There is nothing particularly wrong with the autonomy bill, at least nothing that extended discussions between leaders of Kashmir's various regions cannot set right. All it does is concede Kashmir's ethnic diversity and recognise that this should be reflected in constitutional arrangements within the state, in the way that ethnicity has become the cornerstone of the entire Indian union. But after four years of sliding popularity, the National Conference can no longer claim that it has a sufficiently strong mandate to push such an important change through entirely by virtue of a resolution in the Kashmir assembly.

The National Conference's mandate to rule was always a little shaky. The Hurriyat leaders boycotted the election that brought it to power in 1996. This brought the voter turnout in the Valley down from the 73 and 74 per cent recorded in 1977 and 1983 to a little under 50 per cent. Despite that, Abdullah's government enjoyed undoubted popularity for the first two years and the Hurriyat was marginalised. But by 1998, Abdullah's popularity had begun to slip. While the BJP government at the Centre starved Kashmir even of money that was owed to it and prevented the developmental work that would have created jobs, Abdullah's whimsical ways, the mounting corruption of his MLAs and petty bureaucrats and the brutality of the Kashmir police's Special Operations Group in its dealings, above all, with former militants who had not formally surrendered, rapidly alienated the Kashmiri middle class once more. The loss of support was strikingly demonstrated by the decline in support for the National Conference in the voting for the parliamentary elections of 1999. It was only then that Abdullah brought out his ace in the hole once again-autonomy.

By saying his party could have pushed the bill through but wants a national debate first, Abdullah has implicitly conceded that he might lack the moral authority to make such a radical change. It is even possible that his purpose in introducing it was only to get his party identified once more with Kashmiriyat. His father, the Sheikh, had followed a very similar strategy in 1945 when he found that after three years of ruling the state under Maharaja Hari Singh, the National Conference had lost a fair bit of its support in the Valley. But by politicising the issue of autonomy, he has already let a particularly nasty cat out of the bag.

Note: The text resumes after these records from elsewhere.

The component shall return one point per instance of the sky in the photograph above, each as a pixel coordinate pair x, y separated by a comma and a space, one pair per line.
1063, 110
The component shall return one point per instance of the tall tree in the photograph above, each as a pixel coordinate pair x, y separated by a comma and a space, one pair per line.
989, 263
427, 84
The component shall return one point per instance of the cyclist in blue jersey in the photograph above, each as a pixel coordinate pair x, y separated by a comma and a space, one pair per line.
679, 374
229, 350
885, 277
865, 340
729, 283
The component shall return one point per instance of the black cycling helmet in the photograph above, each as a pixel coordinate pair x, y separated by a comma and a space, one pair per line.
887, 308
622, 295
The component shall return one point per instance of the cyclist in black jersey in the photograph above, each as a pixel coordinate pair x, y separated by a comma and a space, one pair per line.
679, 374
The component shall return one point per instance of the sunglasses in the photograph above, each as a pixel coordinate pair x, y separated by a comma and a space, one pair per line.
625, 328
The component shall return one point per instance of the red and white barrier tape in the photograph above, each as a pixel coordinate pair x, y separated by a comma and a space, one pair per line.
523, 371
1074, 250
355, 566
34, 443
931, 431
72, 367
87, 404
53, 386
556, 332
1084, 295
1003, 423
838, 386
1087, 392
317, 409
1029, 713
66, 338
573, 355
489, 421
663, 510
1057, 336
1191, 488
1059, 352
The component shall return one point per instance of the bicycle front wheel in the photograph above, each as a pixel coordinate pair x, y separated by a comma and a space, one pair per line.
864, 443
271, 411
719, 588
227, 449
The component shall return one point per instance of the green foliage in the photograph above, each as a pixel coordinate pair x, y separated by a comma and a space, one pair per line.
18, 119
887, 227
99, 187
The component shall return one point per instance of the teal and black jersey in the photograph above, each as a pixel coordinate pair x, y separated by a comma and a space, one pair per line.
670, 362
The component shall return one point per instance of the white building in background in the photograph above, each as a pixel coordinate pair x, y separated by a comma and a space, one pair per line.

As the debate in the assembly has already shown, political competition is pushing MLAs into making more and more ill-considered statements and extravagant demands. To cite just one, the information minister, Ajatashatru Singh, claimed on Wednesday that his grandfather, Maharaja Hari Singh, had always wanted Kashmir to be independent and had joined India only because the raiders invaded his state. Had he known his family's history better, he would have known that his grandfather had decided to accede to India if Kashmir could not remain directly under the British crown (if one can call that independence) as early as the end of March 1947 and had sent his grandmother (accompanied by his father) to meet Justice Meher Chand Mahajan secretly at Flatti's Hotel in Lahore on April 1, 1945, to recruit him as an intermediary.

The more that competition between political parties within the state assembly builds up the demand for autonomy, the less room will the government have left to manoeuvre with the Hurriyat, who are no longer marginal but have returned to the centre of the political stage in the Valley. Yet peace will never return to the Valley and to the state if at least the major components of the Hurriyat do not come to an agreed solution with the Centre. Today, they are under tremendous pressure from the terrorised people of the Valley to do so and bring peace back. But they will find it impossible if the so-called recognised political parties bid up their autonomy demands so high that the Hurriyat is left with no option but to demand complete independence.

Abdullah's autonomy bill is, therefore, a red herring of the worst sort. The fact that, as I write, Vajpayee has asked him to come to Delhi for talks suggests that the Centre is at last alive to the danger. But what was it doing for so long? Why did it let the cat get out of the bag in the first place? Is it trying to push it back in because its camouflage has failed?